Near the start, one question that was raised was error handling. GErrors are meant for capturing runtime problems and not programmer errors. Reviewing the possible DOM Exceptions specified, most seemed like programmer errors, so it was decided to switch to g_warning ()s instead. This also has the added benefit of shrinking the API for C users.
completing error checking
Most exception cases from the spec weren't actually being properly checked or checked at all yet. Consequently, a bunch of work has now been done to check those cases. They were identified in a bug and I believe all but one are now checked and generate a warning. They generally do not instantly fail or return NULL though, as in many cases, libxml2 actually supports the errant behaviour. There is also a mechanism to determine what the last error reported was: GXml.last_error, which is a DomException value (where DomException is an enum). Developers can test GXml.last_error to see if everything is alright (== DomException.NONE) or, if there is an error, find out what type. Classic unix.
- Still want more negative tests.
Usage was expanded, and corrected. C developers should have a better idea of how to manage memory. JS developers should see more usage of properties.
Documentation is generated with Valadoc. The generated gtk-doc has issues. Some information found in the valadoc is absent from the gtk-doc (like hierarchy). Also, there are strange formatting issues (the table of contents is missing dashes for some classes). Some fixes have been made so far. Also, we want to link to the part of the DOM spec that each element is defined from, so a developer can refer back to it. This has been widely done this summer, but some of the links go to non-unique anchors and need to be updated.
Limitations of valadoc has prevented format pickiness.
To popularise GXml, we'll provide patches! So far, tentative patches have been written for three projects
The patches are not yet suitable due to API instability in GXml and changes in semantics (memory in particular). Mostly likely, the current patches will be replaced by new ones soon.

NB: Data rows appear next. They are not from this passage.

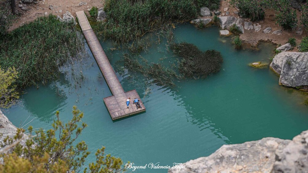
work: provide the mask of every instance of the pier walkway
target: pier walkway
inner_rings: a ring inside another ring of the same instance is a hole
[[[76,15],[89,47],[113,94],[103,98],[111,118],[113,120],[116,120],[145,111],[145,108],[136,89],[124,92],[83,11],[76,12]],[[137,109],[135,104],[132,104],[128,108],[126,102],[129,97],[132,103],[135,98],[139,99],[142,108]]]

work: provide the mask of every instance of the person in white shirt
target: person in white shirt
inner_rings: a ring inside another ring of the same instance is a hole
[[[128,108],[128,105],[129,105],[129,103],[131,102],[131,98],[128,97],[126,100],[126,105],[127,105],[127,108]]]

- revise patches and push them upstream
A bug-hunting I do go.
In particular, there are two patches floating around, one for XPath support by Adam Ples, and one for a new approach to serialization (Daniel Espinosa). Sadly, both of these will probably need changes due to changes described above. :P
To see how GXml performs compared to libxml2 and what the penalty for wrapping it is, look here: http://blog.kosmokaryote.org/2013/09/gnome-final-report-for-gxml-in-2013.html
In short, memory sees 15-20% increase, and time often varies based on the size of the file. The smaller the file, the more noticeable a time difference is, even around 50% for loading smaller files. Larger files obscure the difference due to all the time libxml2 takes to parse them.